Cuando mi abuelo remodeló una cárcel
Solo había un inconveniente: la cárcel no tenía baños
Por Matilde Enciso
Mi abuelo, Daniel Harder, tiene muchas historias para contar. Pero para mí las más interesantes son las de su viaje a Colombia, ya que si él no hubiera decidido ir, yo no hubiera nacido.
Él soñaba en ser misionero desde que era niño, pero muchos obstáculos iban a tener que ser sobrepasados para llegar a ese punto. En un verano, cuando él tenía veinte y dos años, decidió pasar los tres meses que su universidad le daba de descanso, en Colombia.

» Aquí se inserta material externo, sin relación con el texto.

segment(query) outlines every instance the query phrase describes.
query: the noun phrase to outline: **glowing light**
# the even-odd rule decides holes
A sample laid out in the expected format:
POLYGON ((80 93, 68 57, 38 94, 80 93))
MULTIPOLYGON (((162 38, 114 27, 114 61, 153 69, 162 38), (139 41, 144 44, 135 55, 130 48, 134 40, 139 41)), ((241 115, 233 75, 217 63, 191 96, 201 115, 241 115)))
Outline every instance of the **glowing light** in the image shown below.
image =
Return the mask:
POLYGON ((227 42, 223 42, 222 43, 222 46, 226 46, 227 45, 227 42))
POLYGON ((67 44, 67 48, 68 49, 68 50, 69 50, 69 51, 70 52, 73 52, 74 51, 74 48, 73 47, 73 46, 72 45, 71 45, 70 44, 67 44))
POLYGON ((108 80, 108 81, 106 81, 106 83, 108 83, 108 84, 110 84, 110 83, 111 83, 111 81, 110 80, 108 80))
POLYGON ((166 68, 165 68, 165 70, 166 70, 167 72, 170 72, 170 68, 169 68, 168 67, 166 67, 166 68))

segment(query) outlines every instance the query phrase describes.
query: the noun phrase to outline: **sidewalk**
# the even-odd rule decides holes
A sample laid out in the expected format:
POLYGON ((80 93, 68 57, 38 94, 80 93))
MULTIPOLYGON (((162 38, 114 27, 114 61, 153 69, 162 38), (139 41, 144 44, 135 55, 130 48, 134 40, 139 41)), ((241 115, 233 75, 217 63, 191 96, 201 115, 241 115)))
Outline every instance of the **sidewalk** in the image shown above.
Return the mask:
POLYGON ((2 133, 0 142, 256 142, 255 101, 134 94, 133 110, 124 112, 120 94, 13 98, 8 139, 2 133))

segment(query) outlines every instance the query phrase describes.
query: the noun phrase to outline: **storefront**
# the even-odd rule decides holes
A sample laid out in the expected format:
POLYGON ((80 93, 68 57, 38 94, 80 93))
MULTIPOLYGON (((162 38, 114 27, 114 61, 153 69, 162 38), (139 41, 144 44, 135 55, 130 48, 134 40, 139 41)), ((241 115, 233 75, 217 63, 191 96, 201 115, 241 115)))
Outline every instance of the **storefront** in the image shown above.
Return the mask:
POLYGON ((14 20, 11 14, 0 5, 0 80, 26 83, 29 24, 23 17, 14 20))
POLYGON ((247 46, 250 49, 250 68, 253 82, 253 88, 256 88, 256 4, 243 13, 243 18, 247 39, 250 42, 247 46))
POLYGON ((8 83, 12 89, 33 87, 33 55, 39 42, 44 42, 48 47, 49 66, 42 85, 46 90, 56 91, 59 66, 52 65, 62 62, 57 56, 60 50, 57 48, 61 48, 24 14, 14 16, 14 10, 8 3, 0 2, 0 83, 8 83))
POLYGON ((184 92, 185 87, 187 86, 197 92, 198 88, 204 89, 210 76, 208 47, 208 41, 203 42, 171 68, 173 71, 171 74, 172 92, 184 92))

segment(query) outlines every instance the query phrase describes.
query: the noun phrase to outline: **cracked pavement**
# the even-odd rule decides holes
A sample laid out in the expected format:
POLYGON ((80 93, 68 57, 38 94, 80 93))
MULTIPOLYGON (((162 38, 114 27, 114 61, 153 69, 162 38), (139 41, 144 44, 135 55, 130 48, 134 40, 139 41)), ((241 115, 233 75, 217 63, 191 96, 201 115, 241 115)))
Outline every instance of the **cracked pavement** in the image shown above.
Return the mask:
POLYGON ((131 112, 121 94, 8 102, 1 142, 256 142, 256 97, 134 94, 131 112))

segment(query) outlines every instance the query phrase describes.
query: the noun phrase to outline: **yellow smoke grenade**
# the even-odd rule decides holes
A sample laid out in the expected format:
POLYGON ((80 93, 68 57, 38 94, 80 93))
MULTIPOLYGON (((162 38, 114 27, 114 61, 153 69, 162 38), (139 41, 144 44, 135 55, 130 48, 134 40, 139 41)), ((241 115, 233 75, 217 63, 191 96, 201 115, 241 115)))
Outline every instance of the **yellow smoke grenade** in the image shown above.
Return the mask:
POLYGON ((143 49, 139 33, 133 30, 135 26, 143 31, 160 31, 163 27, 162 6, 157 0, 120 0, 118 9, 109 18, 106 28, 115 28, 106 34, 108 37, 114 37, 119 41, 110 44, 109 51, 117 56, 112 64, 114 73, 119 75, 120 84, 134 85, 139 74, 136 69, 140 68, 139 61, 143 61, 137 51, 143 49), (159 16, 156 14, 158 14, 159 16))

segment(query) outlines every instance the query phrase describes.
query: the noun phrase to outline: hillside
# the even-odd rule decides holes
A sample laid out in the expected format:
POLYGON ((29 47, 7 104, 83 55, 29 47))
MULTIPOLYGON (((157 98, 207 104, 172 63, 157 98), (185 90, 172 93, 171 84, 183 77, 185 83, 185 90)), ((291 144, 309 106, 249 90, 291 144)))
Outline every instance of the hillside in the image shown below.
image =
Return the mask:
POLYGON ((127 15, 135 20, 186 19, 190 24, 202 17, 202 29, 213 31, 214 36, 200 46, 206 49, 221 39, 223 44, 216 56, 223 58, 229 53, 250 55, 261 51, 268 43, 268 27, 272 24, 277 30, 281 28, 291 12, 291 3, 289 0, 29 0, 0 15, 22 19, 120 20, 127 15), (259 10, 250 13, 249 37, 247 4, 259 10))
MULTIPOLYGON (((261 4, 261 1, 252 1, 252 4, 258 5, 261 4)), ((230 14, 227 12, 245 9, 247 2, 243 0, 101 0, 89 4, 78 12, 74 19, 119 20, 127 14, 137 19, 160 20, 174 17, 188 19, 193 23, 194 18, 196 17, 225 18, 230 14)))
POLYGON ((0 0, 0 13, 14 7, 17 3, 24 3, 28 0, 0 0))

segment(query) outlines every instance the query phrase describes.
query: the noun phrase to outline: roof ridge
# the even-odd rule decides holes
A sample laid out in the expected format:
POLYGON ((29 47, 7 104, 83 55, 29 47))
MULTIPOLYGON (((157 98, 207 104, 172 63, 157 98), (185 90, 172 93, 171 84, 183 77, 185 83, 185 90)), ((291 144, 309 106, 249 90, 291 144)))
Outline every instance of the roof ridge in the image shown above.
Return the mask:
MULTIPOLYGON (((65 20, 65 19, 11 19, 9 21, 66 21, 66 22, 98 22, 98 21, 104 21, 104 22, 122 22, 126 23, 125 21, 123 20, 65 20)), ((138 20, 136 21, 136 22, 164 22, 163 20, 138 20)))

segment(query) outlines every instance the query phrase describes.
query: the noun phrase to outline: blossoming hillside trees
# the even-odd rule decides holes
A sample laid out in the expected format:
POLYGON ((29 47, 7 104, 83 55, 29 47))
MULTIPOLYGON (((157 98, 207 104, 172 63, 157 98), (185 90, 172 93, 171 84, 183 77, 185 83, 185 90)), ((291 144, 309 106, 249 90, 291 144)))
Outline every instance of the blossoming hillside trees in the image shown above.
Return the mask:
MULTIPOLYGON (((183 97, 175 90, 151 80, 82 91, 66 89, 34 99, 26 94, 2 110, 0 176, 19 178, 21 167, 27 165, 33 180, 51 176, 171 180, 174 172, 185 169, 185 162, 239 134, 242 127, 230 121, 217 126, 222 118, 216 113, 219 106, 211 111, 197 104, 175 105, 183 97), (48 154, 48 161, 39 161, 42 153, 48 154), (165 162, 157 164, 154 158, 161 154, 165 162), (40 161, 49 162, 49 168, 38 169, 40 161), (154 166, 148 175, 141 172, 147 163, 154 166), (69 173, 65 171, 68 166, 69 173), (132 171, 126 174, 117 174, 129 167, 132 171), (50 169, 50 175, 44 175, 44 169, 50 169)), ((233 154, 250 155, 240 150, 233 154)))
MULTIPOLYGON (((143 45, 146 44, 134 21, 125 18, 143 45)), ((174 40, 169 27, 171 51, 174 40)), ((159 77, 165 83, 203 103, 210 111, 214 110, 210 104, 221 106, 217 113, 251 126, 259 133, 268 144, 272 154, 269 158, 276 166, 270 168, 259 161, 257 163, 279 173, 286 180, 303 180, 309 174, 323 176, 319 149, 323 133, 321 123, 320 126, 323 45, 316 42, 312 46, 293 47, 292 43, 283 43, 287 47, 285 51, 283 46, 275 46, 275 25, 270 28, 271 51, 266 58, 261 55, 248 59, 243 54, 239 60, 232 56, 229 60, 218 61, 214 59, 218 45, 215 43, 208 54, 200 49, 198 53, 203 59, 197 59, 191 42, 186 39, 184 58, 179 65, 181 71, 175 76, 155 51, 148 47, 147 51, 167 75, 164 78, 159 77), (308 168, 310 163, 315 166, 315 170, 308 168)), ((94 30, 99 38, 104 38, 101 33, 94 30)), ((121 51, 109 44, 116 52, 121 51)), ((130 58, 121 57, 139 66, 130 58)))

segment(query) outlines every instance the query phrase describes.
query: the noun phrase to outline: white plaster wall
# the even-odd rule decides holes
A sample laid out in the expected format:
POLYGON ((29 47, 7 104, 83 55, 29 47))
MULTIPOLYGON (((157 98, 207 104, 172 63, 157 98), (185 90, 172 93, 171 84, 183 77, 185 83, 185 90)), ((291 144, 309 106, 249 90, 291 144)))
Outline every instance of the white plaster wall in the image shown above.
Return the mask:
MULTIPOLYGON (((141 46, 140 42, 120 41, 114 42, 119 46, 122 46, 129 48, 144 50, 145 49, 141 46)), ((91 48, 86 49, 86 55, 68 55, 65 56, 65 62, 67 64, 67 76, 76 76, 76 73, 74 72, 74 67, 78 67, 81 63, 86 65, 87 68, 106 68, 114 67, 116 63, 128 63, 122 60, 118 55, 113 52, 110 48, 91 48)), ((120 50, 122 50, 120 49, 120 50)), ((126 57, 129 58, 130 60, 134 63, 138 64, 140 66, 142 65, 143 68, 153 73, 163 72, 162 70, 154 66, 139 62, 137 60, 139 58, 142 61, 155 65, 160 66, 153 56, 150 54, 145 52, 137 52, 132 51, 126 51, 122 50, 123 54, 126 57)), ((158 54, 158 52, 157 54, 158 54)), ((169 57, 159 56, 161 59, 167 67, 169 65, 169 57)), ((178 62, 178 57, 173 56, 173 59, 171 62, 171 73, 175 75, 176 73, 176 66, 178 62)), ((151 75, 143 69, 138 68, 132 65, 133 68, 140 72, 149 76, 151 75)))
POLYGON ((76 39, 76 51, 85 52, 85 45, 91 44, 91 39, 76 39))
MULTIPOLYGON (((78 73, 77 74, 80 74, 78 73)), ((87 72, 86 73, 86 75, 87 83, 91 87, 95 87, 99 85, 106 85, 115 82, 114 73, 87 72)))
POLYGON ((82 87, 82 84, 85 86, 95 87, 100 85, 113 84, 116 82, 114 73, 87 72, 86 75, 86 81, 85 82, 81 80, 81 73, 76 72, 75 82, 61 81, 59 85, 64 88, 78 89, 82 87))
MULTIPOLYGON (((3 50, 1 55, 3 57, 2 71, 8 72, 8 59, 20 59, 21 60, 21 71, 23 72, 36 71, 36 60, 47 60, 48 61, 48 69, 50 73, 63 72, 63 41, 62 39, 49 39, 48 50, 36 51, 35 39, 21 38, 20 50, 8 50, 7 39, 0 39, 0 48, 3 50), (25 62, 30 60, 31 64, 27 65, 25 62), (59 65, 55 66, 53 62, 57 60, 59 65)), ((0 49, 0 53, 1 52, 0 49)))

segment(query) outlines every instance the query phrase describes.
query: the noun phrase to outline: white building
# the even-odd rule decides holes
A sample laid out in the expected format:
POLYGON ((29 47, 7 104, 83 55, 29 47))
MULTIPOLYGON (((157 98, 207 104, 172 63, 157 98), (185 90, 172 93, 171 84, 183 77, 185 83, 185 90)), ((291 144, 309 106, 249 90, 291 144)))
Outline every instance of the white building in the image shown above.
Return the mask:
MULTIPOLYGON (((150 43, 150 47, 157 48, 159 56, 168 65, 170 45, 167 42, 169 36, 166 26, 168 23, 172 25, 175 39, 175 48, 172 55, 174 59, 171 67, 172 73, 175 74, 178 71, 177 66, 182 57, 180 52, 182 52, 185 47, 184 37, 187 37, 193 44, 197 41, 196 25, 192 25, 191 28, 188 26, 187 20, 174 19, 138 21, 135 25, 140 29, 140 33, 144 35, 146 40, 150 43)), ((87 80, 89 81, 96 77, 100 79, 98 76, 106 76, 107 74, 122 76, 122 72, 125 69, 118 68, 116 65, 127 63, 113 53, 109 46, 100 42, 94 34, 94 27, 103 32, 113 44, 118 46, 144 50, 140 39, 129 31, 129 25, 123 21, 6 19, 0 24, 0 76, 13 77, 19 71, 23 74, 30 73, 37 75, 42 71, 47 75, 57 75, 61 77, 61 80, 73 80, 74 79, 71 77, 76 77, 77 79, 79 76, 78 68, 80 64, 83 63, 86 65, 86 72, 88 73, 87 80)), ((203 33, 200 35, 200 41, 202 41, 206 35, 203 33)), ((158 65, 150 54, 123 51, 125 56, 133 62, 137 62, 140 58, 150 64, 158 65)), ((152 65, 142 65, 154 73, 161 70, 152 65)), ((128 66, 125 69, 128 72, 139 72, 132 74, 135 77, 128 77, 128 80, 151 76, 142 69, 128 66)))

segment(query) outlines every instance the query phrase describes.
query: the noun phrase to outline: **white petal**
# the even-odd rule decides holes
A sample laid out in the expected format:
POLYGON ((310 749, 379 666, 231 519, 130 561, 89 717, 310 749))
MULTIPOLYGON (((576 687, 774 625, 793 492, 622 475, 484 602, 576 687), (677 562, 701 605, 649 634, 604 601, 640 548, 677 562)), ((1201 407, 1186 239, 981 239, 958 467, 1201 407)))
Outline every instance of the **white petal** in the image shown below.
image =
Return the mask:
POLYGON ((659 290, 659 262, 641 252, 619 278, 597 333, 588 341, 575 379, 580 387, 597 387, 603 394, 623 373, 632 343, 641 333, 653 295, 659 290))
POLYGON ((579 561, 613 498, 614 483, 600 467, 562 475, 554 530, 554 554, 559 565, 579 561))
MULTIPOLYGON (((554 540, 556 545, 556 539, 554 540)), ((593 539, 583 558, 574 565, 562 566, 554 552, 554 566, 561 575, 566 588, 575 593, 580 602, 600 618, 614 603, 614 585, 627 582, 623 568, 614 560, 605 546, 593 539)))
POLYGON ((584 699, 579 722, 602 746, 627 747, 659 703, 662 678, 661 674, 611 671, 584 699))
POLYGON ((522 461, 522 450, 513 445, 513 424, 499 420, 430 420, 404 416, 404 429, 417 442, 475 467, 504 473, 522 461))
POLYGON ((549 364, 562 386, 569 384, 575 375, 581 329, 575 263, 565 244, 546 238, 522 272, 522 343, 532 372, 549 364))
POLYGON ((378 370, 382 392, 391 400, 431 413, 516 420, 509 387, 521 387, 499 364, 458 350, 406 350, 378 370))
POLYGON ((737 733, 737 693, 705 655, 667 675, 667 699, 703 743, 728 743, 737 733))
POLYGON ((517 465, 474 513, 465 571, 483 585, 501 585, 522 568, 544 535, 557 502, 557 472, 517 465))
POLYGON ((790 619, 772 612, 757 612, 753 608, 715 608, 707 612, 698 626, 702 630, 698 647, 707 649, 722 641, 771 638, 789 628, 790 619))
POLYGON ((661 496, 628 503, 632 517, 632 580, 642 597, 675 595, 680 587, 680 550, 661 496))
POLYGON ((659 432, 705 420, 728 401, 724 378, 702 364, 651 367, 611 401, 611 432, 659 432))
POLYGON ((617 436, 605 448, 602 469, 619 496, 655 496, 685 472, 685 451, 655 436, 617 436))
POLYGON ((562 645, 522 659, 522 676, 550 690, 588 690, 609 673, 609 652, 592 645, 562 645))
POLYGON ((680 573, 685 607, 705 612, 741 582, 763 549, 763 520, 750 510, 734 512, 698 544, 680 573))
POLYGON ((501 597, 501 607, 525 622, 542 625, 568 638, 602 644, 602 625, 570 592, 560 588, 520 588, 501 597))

Durante ese tiempo se encontró en Cúcuta, Norte de Santander, en la librería de un amigo que se llamaba Tim Anderson. La librería estaba en la terminal de autobuses que entonces tenía muchos clientes. Estaban en conversación cuando de un momento a otro, Tim le dijo: — Daniel, tengo un trabajo para ti. Es posible que después no vayas a querer volver a Colombia, pero esto me ayudaría mucho. Sin embargo, primero quiero que conozcas a un amigo mío. Creo que va a ser muy interesante que trabajes con él.
Le presentó a Leo, de Polonia. Él tenía trabajo en colocación de ladrillos, algo muy útil para el desafío que Tim enfrentaba. En el sótano de la terminal quedaban unas bodegas y unas cárceles. A Tim le habían ofrecido el espacio que ocupaba una cárcel, para su tienda, si él encontraba la manera de construir otra cárcel.
El trabajo de Daniel y Leo fue limpiar la cárcel vieja y remodelarla para la librería, y construir otra cárcel en un espacio aparte. Solo había un inconveniente: la cárcel no tenía baños. Antes de poderle meter un piso para que se pudiera usar, tenían que quitar toda esa basura. Fue un trabajo asqueroso, pero después de muchas horas se estaba viendo mejor.
En una semana ya estaba construida la bodega que se iba a utilizar para guardar libros, y mandarlos a todas partes de Colombia. También estaba lista la nueva cárcel, que era de la mitad del tamaño de la bodega.
Hasta este día queda esa bodega, que sirve para guardar los libros que son enviados a todas partes del país; y la cárcel, para las personas que se meten en problemas en la terminal de Cúcuta.
Tuvo muchas otras aventuras alrededor de Colombia, pero al final él estaba convencido que ahí era donde se quería quedar, y compartir la palabra de Dios.
En los próximos años, mi abuelo, regresó ya casado y se estableció en Bogotá. Pronto se integró en la comunidad, y cuarenta años después le iba a estar contando a su nieta sobre lo que sus viajes y experiencias le habían dejado.
De mi abuelo he aprendido que: «Cuando Dios pone algo en tu corazón, síguelo. Porque no fuiste tú, fue Él quien lo puso allí».